BELLEAIR — When former Belleair Town Commissioner Karla Rettstatt was accused by a volunteer committee member in April 2019 of having a conflict of interest when voting on legal matters concerning the Pelican Golf Club, where she was employed, the town attorney absolved her of any wrongdoing.

Despite the attorney’s assurances, a trio of complaints against Rettstatt was ultimately filed with the Florida State Commission on Ethics a few months later. However, due to pandemic-related delays, it would take two years before the panel would issue a final ruling on the matter.

But on Sept. 20, Rettstatt and her attorney, John Rich, appeared before the Town Commission to announce the former deputy mayor and longtime community advocate had officially been cleared of any wrongdoing by the ethics commission following the conclusion of the panel’s investigation.

“I am happy to report to you that on September 15, 2021, the State of Florida Commission on Ethics issued this public report regarding the consolidated complaint,” Rich said, noting the complaints were consolidated into one “because they contained the same identical word for word narrative complaint.”

Rich stated the commission found that “based on the preliminary investigation of the complaint and the recommendation of the commission’s advocate, the Commission on Ethics finds there is no probable cause to believe the respondent, Karla Rettstatt, as a member of the Town Commission of Belleair, violated section 112.3143 of Florida statues by voting on measures that she knew would inure her to special private gain or loss of her employment.” According to the commission’s ruling, Rettstatt was also cleared on the additional complaints of entering a contractual relationship to construct a new home with an entity doing business with her agency as well as misusing her commission position to influence the Belleair Community Foundation.

Rich, who noted he represented Rettstatt throughout the process, said the investigation and response to the complaints “was no small undertaking.

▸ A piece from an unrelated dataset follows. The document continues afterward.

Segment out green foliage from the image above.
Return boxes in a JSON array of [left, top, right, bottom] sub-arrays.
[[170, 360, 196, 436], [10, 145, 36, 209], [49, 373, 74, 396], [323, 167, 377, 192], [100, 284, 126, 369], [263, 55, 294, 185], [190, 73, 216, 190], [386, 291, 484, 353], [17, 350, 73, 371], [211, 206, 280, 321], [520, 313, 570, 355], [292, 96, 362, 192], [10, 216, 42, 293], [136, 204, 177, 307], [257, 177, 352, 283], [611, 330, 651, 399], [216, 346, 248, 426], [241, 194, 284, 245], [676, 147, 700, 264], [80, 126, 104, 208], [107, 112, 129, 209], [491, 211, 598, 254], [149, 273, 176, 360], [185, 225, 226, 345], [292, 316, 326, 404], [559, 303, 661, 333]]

It’s required a significant amount of time, resources, and expense in both the public and private sector,” and he added “as her attorney I can say she responded fully and openly to this investigation all along the way,” including making the trip to Tallahassee to hear the commission’s final ruling, something the complainants didn’t do, Rich said.

Before and after Rich’s remarks, several residents spoke on Rettstatt’s behalf, including Lil Cromer, who said, “It’s a pity that the commissioners who volunteer their time for the welfare of our community are subjected to salacious charges.” James MacArthur said he “doesn’t know of anyone in this room that has dedicated more of their free time and life to the city of Belleair” than Rettstatt. “And it really bothers me … that someone can accuse somebody in a baseless manner without merit that causes public humiliation, public consternation, pain for the family and the time and expense to defend herself against allegations that were totally untrue.”

Finally, Rettstatt got up and spoke about the effect the ordeal has had on her and her family.

“It’s been a long time,” she said. “It was very stressful for a lot of people.”

After thanking town staff and officials for helping with the legal paperwork, Rettstatt said she “wanted to make it clear” her decision not to run for reelection was not “because of this ethics complaint from these three people” before addressing Deputy Mayor Tom Kurey, who was also accused, and cleared, of a potential conflict of interest stemming from his sale of a home he owned to the Doyle family in 2019.

“I’m really sorry you had to go through the same malicious assassination on your character as I did,” Rettstatt said. “We are tired of those who want to knock down our town by hiding behind social media platforms. We need to move forward. We have a great town, and we are very blessed. Thank you.”

Mayor Mike Wilkinson noted, “When we sit up here, all volunteers, we have a family behind us, and they’re the forgotten ones,” before congratulating Rettstatt and thanking her for her service to Belleair.

Afterward, Rettstatt said the ordeal would not overshadow her longstanding love of the community.

“My family and I love living in Belleair,” Rettstatt said via email. “It’s a great place to raise a family, we feel a part of a special community. This is the reason I dedicate my spare time to making Belleair better.”

On moving forward from what she called “a financial strain on my family and to the taxpayers of Belleair,” Rettstatt said the incident “has not changed my dedication to the town. It’s made my commitment stronger. We will continue our efforts through the BCF to make Belleair a better place for our residents. My hope is that people volunteer and get more involved instead of using social media to complain about everything they don’t like.”